Not Another Brick, Rehumanizing Diabetes Beyond Stigma: Reflections from the End Diabetes Global Summit
Posted date: June 02, 2026 |
Mohammed Najeeb Ashraf is a medical communications expert and the CEO of SciVoc Consulting with over 35 years of lived experience with Type 1 diabetes. He brings a deep commitment to advocacy, health equity, and elevating patient voice in science and research.
Najeeb’s Call to Action: Rehumanize diabetes care by seeing and treating people as individuals with lives, identities, aspirations, and experiences beyond their diabetes.
The End Diabetes Stigma conference in Jaipur, India, did not feel like just another addition to the long wall of conferences I have attended over the years. It wasn’t another “brick,” structured, informative, but distant. Instead, it felt like a relief that I didn’t know I needed.

I remember sitting in one of the early sessions, listening to a person living with diabetes describe how a routine clinic visit left them feeling judged rather than supported. There was no dramatic confrontation, no overt criticism, no complaints, but just a few words, a certain tone, a subtle shift in body language. Yet the impact lingered with them far beyond that consultation. I found myself thinking about how many such moments we unintentionally create, and how rarely we pause to notice them.
Throughout the conference, many stories like these stayed with me more than any slide or statistic.
In conversations over coffee, in panel discussions, and even in the quiet in-between reflective moments, there was a recurring theme: people were not just managing diabetes, they were managing perceptions.
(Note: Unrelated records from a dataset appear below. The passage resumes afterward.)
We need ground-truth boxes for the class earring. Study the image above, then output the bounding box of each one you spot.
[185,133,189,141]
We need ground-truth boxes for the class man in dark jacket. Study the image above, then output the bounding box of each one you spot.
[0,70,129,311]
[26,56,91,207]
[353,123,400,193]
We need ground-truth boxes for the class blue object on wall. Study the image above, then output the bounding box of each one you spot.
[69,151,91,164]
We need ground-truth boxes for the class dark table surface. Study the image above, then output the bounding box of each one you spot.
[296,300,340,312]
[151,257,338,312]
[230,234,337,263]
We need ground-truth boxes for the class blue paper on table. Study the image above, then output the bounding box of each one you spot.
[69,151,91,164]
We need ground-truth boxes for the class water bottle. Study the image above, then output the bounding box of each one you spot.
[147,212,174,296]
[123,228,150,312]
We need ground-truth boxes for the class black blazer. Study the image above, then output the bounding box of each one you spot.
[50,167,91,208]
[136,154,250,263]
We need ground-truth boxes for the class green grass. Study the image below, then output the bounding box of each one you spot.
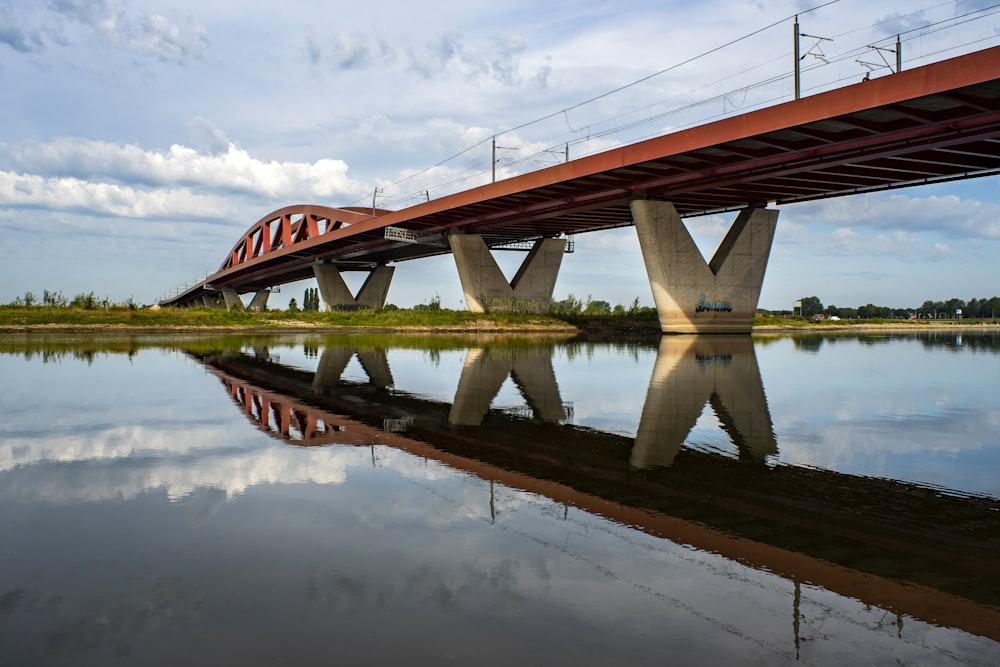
[751,314,966,328]
[1,305,987,334]
[0,305,581,330]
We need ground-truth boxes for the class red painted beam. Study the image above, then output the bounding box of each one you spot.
[167,46,1000,304]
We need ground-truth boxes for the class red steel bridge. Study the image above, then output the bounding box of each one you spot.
[159,46,1000,326]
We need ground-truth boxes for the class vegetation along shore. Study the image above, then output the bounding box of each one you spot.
[0,304,995,336]
[1,290,996,335]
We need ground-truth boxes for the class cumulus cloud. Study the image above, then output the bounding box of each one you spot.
[489,35,527,86]
[0,170,228,220]
[409,30,465,78]
[0,138,368,203]
[873,10,930,37]
[130,12,207,63]
[403,29,550,88]
[818,226,943,259]
[49,0,124,40]
[325,30,375,70]
[34,0,207,64]
[0,7,39,53]
[792,193,1000,241]
[306,26,398,71]
[957,0,998,13]
[187,116,232,155]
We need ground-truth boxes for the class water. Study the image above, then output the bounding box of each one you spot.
[1,331,998,666]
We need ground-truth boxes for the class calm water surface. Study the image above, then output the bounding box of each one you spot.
[1,331,998,666]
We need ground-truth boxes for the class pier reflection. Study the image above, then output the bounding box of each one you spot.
[634,335,775,468]
[449,346,567,425]
[189,335,1000,643]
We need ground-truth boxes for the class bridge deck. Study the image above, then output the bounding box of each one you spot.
[167,46,1000,302]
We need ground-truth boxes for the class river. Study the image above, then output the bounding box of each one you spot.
[1,330,997,665]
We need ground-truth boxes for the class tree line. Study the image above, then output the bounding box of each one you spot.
[5,290,138,310]
[287,287,322,312]
[773,295,1000,320]
[549,294,651,316]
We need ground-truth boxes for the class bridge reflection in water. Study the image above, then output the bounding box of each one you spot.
[190,336,1000,644]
I recall speaking with a participant who said, almost in passing, “Sometimes the hardest part isn’t the condition, it’s the constant need to explain it.”
That sentence stayed with me long after the conversation ended.
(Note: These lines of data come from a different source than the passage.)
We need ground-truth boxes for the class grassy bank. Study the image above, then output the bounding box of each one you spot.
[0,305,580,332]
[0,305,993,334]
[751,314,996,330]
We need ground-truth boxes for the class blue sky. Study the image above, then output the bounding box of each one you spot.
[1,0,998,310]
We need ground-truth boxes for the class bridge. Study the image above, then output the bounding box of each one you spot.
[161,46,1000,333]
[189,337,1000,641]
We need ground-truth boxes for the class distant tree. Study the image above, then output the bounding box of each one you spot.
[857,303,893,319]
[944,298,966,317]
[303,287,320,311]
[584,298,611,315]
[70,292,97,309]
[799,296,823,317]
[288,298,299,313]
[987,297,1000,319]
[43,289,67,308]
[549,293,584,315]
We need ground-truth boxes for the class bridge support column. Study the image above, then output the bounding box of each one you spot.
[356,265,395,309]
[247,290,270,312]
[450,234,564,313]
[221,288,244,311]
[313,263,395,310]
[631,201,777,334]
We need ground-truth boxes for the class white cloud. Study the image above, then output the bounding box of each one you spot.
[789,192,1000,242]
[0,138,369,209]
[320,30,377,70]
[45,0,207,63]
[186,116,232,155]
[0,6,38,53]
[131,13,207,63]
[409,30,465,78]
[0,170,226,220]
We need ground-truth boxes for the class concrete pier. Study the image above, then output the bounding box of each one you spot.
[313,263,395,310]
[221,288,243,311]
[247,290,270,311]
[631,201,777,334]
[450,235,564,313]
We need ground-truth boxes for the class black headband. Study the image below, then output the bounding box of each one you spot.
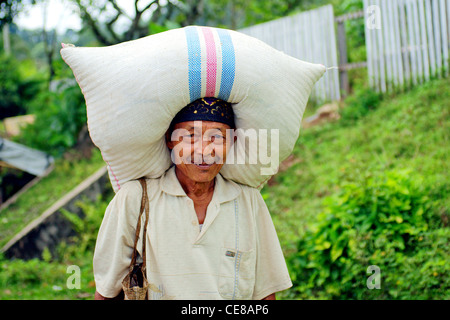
[170,97,235,129]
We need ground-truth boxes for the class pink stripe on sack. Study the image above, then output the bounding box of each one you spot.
[106,161,121,190]
[202,28,217,97]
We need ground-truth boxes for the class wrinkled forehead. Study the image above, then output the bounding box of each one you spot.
[173,120,232,132]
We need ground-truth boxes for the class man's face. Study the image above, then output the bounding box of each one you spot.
[166,120,233,183]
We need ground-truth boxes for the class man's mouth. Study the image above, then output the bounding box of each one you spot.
[193,162,213,169]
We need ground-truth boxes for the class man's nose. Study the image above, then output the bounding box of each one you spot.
[192,138,215,162]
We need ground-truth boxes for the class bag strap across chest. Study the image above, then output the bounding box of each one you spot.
[129,178,149,272]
It made me reflect on how easily we default to labels. Terms like “non-compliant” or “uncontrolled” have, at times, found their way into people’s professional vocabulary without much thought. Hearing these lived experiences made me reconsider not just the words themselves, but the assumptions behind them.
What we intend as clinical shorthand can often be received as judgment.

One moment that particularly stood out was a discussion on language. As the conversation unfolded, I became aware of how well-meaning communication can carry unintended weight. I found myself mentally revisiting past interactions with healthcare practitioners: emails written, discussions led, content developed, and wondering how they did not consider how I might have felt on the other side. It was both uncomfortable and necessary.
Yet, what made the conference truly different was not just the identification of the problem, but the sense of shared responsibility. There was a quiet but powerful acknowledgment that a single group does not create stigma and therefore cannot be addressed in isolation.
I had a brief exchange with a fellow attendee who said, “This isn’t about fixing patients; it’s about fixing the spaces around them.” That perspective felt both simple and profound.
The idea of community came through strongly. In rooms where patients, clinicians, and industry voices came together as equals, something shifted. The hierarchy softened. The conversations became more honest. It made me realize how rare and how necessary such spaces are.
As I left the conference, I found myself thinking less about what I had learned and more about what I needed to unlearn. Ending diabetes stigma is not a campaign or a one-time initiative. It is a continuous process of questioning our language, our assumptions, and the systems we operate within.


This conference was not another brick added to the familiar wall of professional discourse. If anything, it made me see the wall more clearly, how it has been built over time through habits, language, and blind spots. And perhaps more importantly, it made me believe that the work ahead is not about adding more structure but about carefully and intentionally taking parts of it down.
In that sense, Jaipur was a reminder that progress in diabetes care will not be defined solely by innovation or outcomes, but by whether the people at its center feel understood, respected, and truly seen.
And perhaps, that is where the real work begins.